The 2019 Act requires that the state’s actions not create a “disproportionate burden” on “disadvantaged communities.” The Act did not specifically require, however, that a cumulative impacts analysis be performed in environmental impact studies. Requiring a cumulative impacts analysis gives the state, and communities, a powerful tool to ensure that disproportionate burdens are not created by new and potentially polluting projects. Few states have similar laws on the books.
Cumulative impacts analyses provide insight into where historical environmental racism has increased environmental burdens on Black, Brown and low-income communities. A cumulative impacts analysis is designed to determine when incremental harm will be caused by a new project when added to past, present, and reasonably foreseeable future actions.

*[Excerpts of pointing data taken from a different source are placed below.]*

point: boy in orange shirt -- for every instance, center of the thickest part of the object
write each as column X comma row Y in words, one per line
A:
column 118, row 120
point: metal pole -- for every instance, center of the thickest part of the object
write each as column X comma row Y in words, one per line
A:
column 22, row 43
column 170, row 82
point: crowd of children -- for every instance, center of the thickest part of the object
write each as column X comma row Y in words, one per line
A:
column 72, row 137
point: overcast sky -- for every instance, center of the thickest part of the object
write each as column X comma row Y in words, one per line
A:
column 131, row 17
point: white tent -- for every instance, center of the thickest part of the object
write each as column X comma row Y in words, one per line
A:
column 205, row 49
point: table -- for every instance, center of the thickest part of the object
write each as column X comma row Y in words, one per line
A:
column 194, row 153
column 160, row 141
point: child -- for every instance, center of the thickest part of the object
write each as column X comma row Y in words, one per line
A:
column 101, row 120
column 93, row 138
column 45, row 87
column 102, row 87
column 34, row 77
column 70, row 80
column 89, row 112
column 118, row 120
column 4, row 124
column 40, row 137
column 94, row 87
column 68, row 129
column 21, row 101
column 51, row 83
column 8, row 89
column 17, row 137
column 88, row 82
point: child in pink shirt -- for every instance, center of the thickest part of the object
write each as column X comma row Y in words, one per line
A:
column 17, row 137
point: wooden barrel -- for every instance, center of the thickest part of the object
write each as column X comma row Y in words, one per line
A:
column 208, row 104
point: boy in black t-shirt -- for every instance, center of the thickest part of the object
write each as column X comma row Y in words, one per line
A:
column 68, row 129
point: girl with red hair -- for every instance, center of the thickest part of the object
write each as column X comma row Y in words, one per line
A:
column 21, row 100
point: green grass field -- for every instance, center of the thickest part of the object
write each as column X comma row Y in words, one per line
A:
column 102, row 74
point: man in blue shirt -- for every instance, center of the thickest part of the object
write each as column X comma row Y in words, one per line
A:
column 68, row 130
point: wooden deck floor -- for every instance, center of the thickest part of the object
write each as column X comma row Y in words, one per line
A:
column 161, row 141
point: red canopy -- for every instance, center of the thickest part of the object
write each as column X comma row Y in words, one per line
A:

What is needed is for the state to fully implement section 7(3) of the existing Climate Act with regards to "no disproportionate burden" to disadvantaged communities. Cumulative impact statements are a small part of the state's environmental justice mandates. Further, the effective date of this bill should not implicate analyses already required by law. This bill could be seen by some as a stalking horse, making it easier for existing projects to make it through the pipeline. I would argue that the existing DAC provisions of the CLCPA are not in any way limited by this bill."